Hat tip to Ron for catching this story which got little to no play in the news Tuesday, with Bush’s battle cries being echoed in every major newspaper and on every network — terror… terror… terror! Stop already Dubya. You’re tactics aren’t working and people have been telling you this for years.
Army Col. Gary Cheek, the chief of strategic planning for the Pentagon told UPI Pentagon correspondent Pamela Hess, that “What is needed, is to recast terrorists as the criminals they are.” If calling the terrorists criminals sounds familiar it should. It’s something that John Kerry has been saying for years and his position on this is well detailed in his book, The New War.
Col. Gary Cheek said at the Defense Forum Washington, sponsored by the Marine Corps Association and the U.S. Naval Institute, “If we can change the name … and find the right sequence of events that allows us to do that, that changes the dynamic of the conflict.”
“It makes sense for us to find another name for the GWOT,” said Cheek. “It merits rethinking. I know our European allies are more comfortable articulating issues of terrorism as criminal threats, rather than war … It ought to be our goal to partner better with the European allies so we can migrate this from a war to something other than a war.”

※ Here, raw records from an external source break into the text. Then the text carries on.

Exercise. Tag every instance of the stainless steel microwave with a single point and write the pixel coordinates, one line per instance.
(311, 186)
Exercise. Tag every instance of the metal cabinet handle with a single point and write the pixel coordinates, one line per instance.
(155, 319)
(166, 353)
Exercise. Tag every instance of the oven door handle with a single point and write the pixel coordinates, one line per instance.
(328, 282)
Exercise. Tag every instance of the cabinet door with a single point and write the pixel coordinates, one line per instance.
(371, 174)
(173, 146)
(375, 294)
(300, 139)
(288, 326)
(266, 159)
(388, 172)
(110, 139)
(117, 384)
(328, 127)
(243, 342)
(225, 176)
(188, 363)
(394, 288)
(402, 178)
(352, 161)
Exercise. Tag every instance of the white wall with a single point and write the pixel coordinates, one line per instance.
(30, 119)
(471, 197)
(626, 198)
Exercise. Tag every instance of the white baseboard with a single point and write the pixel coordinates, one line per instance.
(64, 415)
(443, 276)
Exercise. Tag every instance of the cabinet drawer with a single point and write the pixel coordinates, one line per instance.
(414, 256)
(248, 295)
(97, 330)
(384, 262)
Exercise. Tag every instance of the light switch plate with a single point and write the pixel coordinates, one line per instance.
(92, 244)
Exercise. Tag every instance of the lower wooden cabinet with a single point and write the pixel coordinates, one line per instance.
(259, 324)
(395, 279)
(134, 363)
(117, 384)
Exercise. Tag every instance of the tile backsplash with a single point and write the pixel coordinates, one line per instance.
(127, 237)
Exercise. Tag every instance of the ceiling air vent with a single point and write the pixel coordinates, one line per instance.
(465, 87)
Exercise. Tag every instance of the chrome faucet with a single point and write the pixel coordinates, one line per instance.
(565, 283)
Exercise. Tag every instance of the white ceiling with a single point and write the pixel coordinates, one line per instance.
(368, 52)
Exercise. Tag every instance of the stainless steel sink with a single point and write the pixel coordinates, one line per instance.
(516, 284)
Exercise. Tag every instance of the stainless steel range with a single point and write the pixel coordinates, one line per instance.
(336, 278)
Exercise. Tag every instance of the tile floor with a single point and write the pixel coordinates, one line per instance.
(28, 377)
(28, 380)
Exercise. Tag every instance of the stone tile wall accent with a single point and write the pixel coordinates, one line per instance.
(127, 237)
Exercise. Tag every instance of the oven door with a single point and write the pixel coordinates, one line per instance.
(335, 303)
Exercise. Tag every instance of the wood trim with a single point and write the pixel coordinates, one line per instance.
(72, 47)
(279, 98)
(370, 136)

The “war” moniker elevates al-Qaida and other transnational terrorists, giving them legitimacy as an opposition force to the United States. It also tends to alienate Muslim populations in other countries, who see the war as a war on Islam, and feel they need to support al-Qaida as a matter of defending their faith.
It also tends to frame the fight as one in which the Defense Department has the primary role, when it is becoming increasingly clear that the “long war” against global terrorism is going to be won on other fronts — economic, political, diplomatic, financial. Other government agencies and departments must become more engaged; only they have the expertise to help other countries take the actions necessary to defeat terrorists.
UPI reports that “Cheek’s idea is not a new one.” It makes practical sense to the military — but, “it is being floated at a politically inopportune time.” That of course is an understatement. With the battle royale being staged for the House and the Senate and the idea that a shift of power could be “possible after the midterm elections,” Cheek is pushing a concept that is anathema to BushCo.